Ethereum blockchain’s native asset, Ether (ETH), faces the prospect of exploding toward $6,500 in the coming sessions.

The bullish analogy takes cues from a textbook technical pattern dubbed “cup and handle.” In detail, a cup and handle structure develops after the price first rallies significantly to the upside and then corrects to carve out a rounding bottom, called the “cup.”

The move follows a rebound toward the prior high and a failed breakout attempt above the said level. As a result, the price pulls back once again and grinds out a smaller rounding bottom, called the “handle.”

Ultimately, the price returns to a prior high for the second time and breaks out successfully, resulting in a move equal to the cup’s depth.

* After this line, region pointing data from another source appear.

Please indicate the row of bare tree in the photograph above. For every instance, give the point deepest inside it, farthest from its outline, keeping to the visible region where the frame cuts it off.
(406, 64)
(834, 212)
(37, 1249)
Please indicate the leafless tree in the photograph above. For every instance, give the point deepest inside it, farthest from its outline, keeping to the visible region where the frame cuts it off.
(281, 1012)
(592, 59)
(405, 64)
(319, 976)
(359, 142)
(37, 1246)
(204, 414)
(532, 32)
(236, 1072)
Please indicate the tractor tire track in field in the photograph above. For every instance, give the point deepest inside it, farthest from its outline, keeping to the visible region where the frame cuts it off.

So, it seems the ETH/USD exchange rate has painted a cup and is now forming a handle, as is shown in the chart below.

ETH/USD daily chart featuring cup and handle formation. Source: TradingView

The depth of the ETH/USD’s cup is nearly $2,437. As a result, should the pair retest $4,112 resistance for a bullish breakout move, its prospect of rising by as much as $2,437 will increase. In doing so, Ether would eye a run-up toward $6,549.

A Harvard study shows that cup-and-handle patterns have a 65% and 68% success rate in forex and stock markets, respectively, on daily timeframe charts.

Institutional FOMO on

Ether’s upside analogy appears against the backdrop of growing institutional interest.

In a report published on Sept. 7, Standard Chartered, a multinational banking giant headquartered in London, discussed Ether’s economic use case, adding that the cost to purchase 1 ETH could grow to $26,000–$35,000 in the future.

“The current transition to ETH 2.0 could transform ETH by increasing its functionality and scalability and reducing environmental concerns, although it could raise more complex security issues,” the report stated.

“Timelines for ETH 2.0 rollout could slip, but in the near term, decreasing net supply — as ETH is staked for ETH 2.0 — should provide price cushion.”

In an interview with CNBC, Cathie Wood, CEO of Ark Invest, said that her firm would split its crypto investments into 60% Bitcoin and 40% Ether. The former AllianceBernstein executive envisioned a higher demand for ETH tokens in the wake of ongoing growth in Ethereum-backed decentralized finance (DeFi) and nonfungible token (NFT) craze.

“I’m fascinated with what’s going on in DeFi, which is collapsing the cost of the infrastructure for financial services in a way that I know that the traditional financial industry does not appreciate right now,” Wood told CNBC anchor Andrew Ross Sorkin at the SALT 2021 conference in New York.

“Our confidence in Ethereum has gone up dramatically as we’ve seen the beginning of this transition from proof-of-work to proof-of-stake.”

Rivalry risks

Meanwhile, Ethereum also faced criticism for its inability to resolve higher transaction fees and network congestion issues. That prompted emerging layer-one blockchain rivals, such as Solana, Avalanche and Cardano, to eat up a portion of Ethereum’s market hegemony.

It will take Ethereum another two years to become a fully functional proof-of-stake protocol, per its official roadmap. The transition consists of a three-step process. In the first, Ethereum has implemented the Beacon Chain to introduce staking on a separate layer.

Related: Cointelegraph Research: Is Solana an ‘Ethereum killer?’

The next step, scheduled sometime later in 2021, will see Ethereum’s original chain merger with the Beacon Chain. Meanwhile, Ethereum will introduce “shard chains” that expect to enable Ethereum to process more transactions in the final phase.